También se han reconocido las virtudes heroicas del Siervo de Dios Pasquale Canzii, seminarista nacido el 6 de noviembre de 1914 en Bisenti, Italia, y fallecido en Penne, Italia, el 24 de enero de 1930.

Por último, se han reconocido las virtudes heroicas de la Sierva de Dios Adelaide Bonolis, fiel laica, fundadora de las Obras de Asistencia y Redención Social, nacida el 14 de agosto de 1909 en Milán, Italia, y fallecida el 11 de agosto de 1980.

Las virtudes heroicas de Jérôme Lejeune

La beatificación del doctor Jérôme Lejeune, descubridor del Síndrome de Down y gran defensor de la vida que por su rechazo al aborto fue descartado para el Premio Nobel, está un poco más cerca.

El Papa Francisco autorizó la promulgación del Decreto de la Congregación para las Causas de los Santos que reconoce sus virtudes heroicas, paso previo para su reconocimiento como Beato.

Perfil de Jérôme Lejeune

Nacido el 13 de junio de 1926 en Montrouge, Francia, el doctor Lejeune descubrió en 1958 la trisomía del par cromosómico 21, responsable del Síndrome de Down.

El descubrimiento se publicó en la revista Nature en 1959. Desde entonces Lejeune dedicó todos sus esfuerzos a defender a estos niños ante los intentos de instrumentalizar su descubrimiento para justificar el aborto de los niños con esta condición.

Esa postura del doctor Lejeune de defensa del derecho a la vida de los niños con Síndrome de Down hizo que su candidatura al premio Nobel de Medicina de 1970 no prosperara, a pesar de la trascendencia de su descubrimiento.

A pesar de ello, en unas declaraciones a ACI Prensa en febrero de 2016, su viuda, Birthe Lejeune, explicaba que el descubrimiento de su esposo lo hizo muy feliz, ya que había investigado durante muchos años para lograrlo, pero sufrió una enorme decepción cuando vio que los gobiernos utilizaban la detección del Síndrome de Down para abortar a estos niños, y no para contribuir en el tratamiento de esta discapacidad.

Las consecuencias de su rechazo al aborto no se limitaron a su descarte para el Premio Nobel. Al oponerse de forma activa a la ley del aborto en Francia sufrió el rechazo de parte de la comunidad científica.

“Tras oponerse a la ley del aborto, de repente hubo un apagón: dejó de recibir donaciones y ayudas económicas para su investigación.
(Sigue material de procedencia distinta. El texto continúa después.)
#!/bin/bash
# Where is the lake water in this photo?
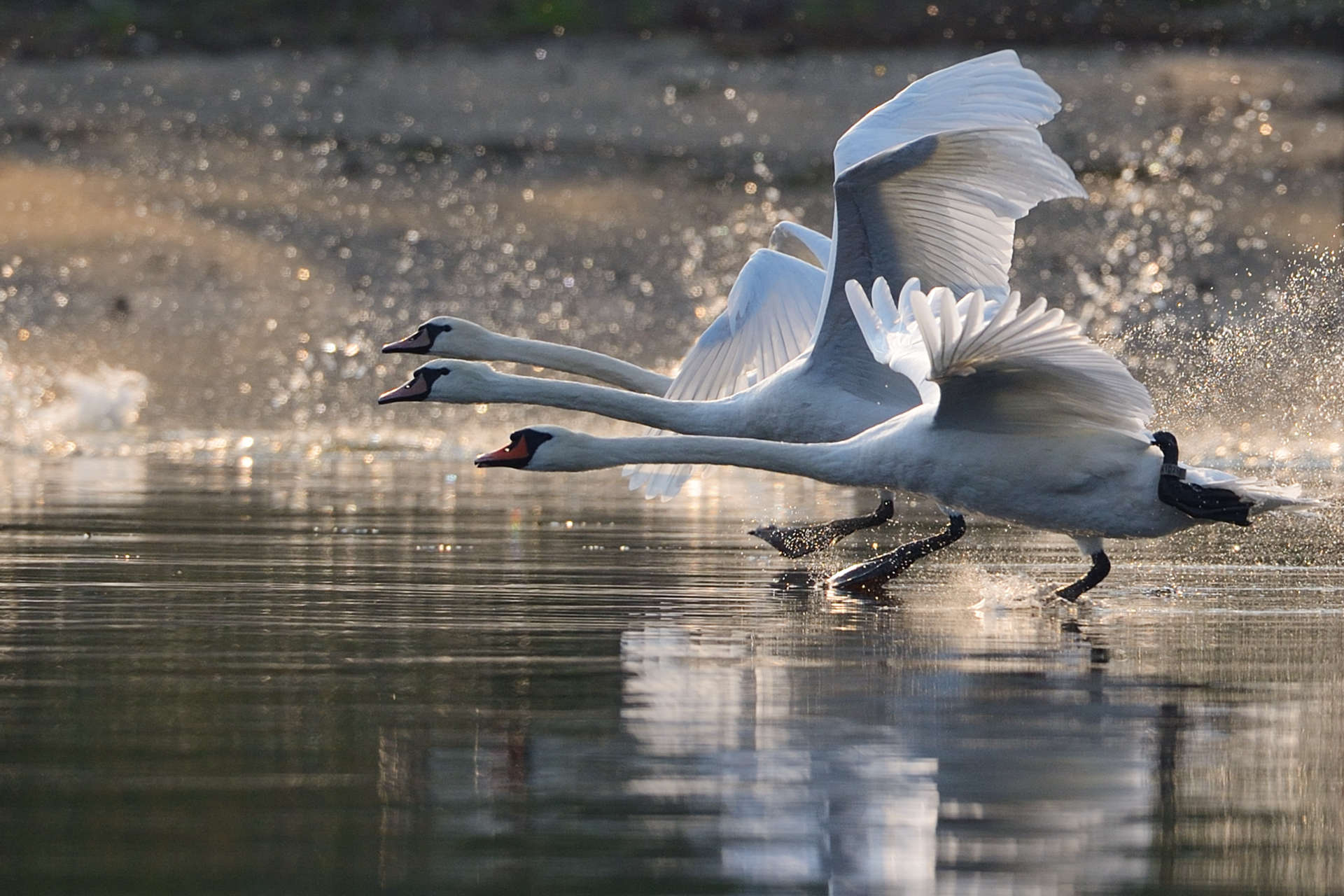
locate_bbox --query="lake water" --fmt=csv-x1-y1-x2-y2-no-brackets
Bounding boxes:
0,453,1344,893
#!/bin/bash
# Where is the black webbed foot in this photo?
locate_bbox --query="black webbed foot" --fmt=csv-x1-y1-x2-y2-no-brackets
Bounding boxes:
748,498,897,557
1055,551,1110,603
827,513,966,591
1153,433,1254,525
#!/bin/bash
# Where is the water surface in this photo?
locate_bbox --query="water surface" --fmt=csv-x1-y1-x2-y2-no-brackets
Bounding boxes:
0,454,1344,893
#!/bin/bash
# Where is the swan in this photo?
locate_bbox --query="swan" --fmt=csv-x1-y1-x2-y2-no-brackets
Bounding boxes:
476,278,1320,601
383,220,831,398
379,50,1086,552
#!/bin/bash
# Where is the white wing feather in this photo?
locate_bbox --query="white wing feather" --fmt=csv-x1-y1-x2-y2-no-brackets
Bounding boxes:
621,248,830,500
834,50,1059,174
846,279,1153,438
812,51,1086,370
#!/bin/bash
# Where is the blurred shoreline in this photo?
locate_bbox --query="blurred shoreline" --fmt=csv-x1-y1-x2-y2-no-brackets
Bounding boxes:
0,0,1344,59
0,36,1344,456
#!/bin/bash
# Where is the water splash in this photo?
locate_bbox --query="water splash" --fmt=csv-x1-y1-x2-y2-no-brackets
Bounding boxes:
0,342,149,453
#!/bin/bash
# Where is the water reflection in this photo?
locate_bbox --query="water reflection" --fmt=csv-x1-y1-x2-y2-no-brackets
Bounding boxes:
0,456,1344,893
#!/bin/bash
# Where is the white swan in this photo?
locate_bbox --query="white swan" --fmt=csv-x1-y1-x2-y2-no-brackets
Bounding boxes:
383,220,831,398
379,51,1086,547
476,278,1317,601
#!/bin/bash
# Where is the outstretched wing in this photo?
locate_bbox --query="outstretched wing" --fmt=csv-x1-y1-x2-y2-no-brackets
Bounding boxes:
622,248,825,498
846,279,1153,438
770,220,831,267
812,51,1086,376
834,50,1059,174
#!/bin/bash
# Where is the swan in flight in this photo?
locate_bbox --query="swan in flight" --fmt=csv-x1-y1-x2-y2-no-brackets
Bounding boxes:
476,278,1319,601
379,50,1086,552
383,220,831,398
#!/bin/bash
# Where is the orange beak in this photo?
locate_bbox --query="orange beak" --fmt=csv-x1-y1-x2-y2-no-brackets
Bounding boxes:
475,440,527,466
378,376,428,405
383,329,430,355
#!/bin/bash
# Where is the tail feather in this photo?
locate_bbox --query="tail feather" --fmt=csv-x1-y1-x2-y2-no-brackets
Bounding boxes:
1185,466,1325,516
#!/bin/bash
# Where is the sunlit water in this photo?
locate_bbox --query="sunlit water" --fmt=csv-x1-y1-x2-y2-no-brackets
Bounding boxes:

No podía escribir en los medios de comunicación y no lo invitaban a las televisiones ni tampoco a congresos internacionales en los que durante años había sido el ponente principal”, explicaba su mujer.

Sacerdote italiano Giovanni Fornasini.

Ese rechazo causó un gran sufrimiento al doctor Lejeune, ya que, aunque no se lo tomó como algo personal, muchos de los que le rechazaron y se negaron a defenderlo eran amigos cercanos.

Reconocimiento

Fue precisamente en ese momento de soledad cuando le llegó un gran reconocimiento desde el Vaticano. El Papa San Juan Pablo II lo nombró miembro de la Pontificia Academia para la Vida y consultor del Pontificio Consejo para los trabajadores sanitarios.

Desde aquel momento, el doctor entabló una gran amistad con el Papa polaco. De hecho, durante la Jornada Mundial de la Juventud celebrada en París en 1997, San Juan Pablo II visitó la tumba de su amigo.

Jerome Lejeune falleció en 1994 y en junio de 2007 se inició su causa de beatificación.